A - I would love to collaborate with illustrators or photographers who put images to my words, and vice versa: to put words to other people's images and pieces. Sometimes I look at an image and directly imagine a script between the people or objects that appear. I would also love to collaborate with fashion brands, so that my little phrases would be much more mobile on garments!

Q - What other formats would you like to work in, where would you take your writing?

A - I would put my writing to music. To imagine someone singing and putting my words to music is a dream. It would be like taking them to the next dimension, wouldn't it?

Q - What will we find in your book?

A - Scrolling After Sex is my first book published by Terranova, it comes out at the beginning of April, I'm really looking forward to it! It's poetry and short stories, most of them in Spanish and some in English. It touches on all the subjects that interest me the most: the internet, love, death, dogs.... I like the fact that it's such a naïve project, unpretentious, very varied and with little editing but with a very subtle thread running through all the pieces. I really want to move on to the physical terrain and for my words and ideas to be floating around the world.

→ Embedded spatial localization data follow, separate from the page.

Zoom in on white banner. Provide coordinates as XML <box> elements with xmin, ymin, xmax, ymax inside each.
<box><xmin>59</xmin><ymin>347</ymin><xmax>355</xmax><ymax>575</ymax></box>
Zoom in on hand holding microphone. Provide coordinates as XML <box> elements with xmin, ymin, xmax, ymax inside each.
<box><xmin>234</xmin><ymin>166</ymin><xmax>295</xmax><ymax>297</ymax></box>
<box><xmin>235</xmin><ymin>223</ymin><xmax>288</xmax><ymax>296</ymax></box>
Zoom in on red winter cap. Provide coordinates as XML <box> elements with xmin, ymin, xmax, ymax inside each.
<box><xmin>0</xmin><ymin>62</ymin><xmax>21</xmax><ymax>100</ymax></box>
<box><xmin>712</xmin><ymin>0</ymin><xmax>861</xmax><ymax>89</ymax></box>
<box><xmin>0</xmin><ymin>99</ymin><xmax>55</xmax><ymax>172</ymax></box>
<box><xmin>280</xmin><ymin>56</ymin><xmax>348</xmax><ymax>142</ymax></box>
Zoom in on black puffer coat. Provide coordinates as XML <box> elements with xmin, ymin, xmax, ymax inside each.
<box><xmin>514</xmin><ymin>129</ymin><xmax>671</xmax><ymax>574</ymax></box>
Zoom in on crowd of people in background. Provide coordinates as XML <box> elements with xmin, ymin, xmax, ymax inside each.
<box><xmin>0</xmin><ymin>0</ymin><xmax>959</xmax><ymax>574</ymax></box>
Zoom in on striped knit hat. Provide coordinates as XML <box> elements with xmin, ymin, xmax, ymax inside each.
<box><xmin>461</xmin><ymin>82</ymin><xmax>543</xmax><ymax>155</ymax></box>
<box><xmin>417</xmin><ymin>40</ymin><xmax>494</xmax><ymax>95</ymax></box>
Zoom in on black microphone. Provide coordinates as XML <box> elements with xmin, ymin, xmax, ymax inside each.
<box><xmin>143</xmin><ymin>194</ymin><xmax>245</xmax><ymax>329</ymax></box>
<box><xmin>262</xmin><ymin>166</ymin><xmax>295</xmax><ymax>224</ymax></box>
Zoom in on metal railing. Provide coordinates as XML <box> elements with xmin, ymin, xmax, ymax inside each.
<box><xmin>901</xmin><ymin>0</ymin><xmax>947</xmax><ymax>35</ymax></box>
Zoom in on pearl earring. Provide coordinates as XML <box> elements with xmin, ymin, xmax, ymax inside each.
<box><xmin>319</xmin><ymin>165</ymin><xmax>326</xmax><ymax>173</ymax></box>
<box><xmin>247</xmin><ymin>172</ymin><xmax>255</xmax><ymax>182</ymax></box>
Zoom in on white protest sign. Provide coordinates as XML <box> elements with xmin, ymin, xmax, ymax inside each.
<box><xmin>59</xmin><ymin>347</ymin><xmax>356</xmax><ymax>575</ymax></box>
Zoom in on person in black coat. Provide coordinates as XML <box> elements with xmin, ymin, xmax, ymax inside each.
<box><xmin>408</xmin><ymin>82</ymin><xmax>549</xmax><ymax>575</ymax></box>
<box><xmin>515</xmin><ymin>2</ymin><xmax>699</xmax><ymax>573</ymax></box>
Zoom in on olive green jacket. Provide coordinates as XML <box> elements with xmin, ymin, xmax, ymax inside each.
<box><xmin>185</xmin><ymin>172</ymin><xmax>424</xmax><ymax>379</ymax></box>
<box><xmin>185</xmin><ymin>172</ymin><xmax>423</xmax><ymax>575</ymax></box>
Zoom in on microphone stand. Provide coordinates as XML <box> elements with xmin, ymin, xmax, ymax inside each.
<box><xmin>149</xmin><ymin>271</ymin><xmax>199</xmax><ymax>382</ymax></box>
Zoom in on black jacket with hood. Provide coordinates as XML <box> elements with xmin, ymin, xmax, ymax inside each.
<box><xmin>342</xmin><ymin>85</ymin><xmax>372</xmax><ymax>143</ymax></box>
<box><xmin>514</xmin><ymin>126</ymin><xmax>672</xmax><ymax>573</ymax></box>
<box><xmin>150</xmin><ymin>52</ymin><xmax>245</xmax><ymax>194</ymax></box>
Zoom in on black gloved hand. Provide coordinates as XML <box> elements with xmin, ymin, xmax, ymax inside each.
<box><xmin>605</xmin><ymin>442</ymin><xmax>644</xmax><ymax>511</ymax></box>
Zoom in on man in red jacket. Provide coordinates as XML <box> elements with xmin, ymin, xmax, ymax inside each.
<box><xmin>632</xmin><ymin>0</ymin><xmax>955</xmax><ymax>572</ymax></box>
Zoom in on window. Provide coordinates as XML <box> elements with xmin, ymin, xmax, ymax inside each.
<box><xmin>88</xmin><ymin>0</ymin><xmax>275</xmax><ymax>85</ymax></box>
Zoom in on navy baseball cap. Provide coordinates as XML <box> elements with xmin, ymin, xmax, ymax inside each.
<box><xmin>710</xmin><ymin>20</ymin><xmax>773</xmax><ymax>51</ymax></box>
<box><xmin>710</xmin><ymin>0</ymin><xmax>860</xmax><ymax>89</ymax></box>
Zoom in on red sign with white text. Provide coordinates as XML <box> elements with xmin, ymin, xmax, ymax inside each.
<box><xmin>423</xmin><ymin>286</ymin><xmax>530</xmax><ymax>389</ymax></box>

Q - Can you recommend a book?

A - I would recommend the books of the writer Joan Didion, especially "The Year of Magical Thinking" in which she does an incredible dissection of death and mourning.

Q - Can you recommend a restaurant?

R - Cal Cofa in Llivia, la Cerdanya.

Q - Can you recommend a film?

R - The Squid and the Whale by Noah Baumbach.

Q - Can you recommend a place?

A - Hampstead Heath Park in London. Every time I'm there I think I'm in the Blow-Up movie.

Q - When would you wear the clothes you are wearing in the photos?

A - I imagine myself wearing them on a sunny Sunday in spring or on a summer morning by the sea, barefoot and calm.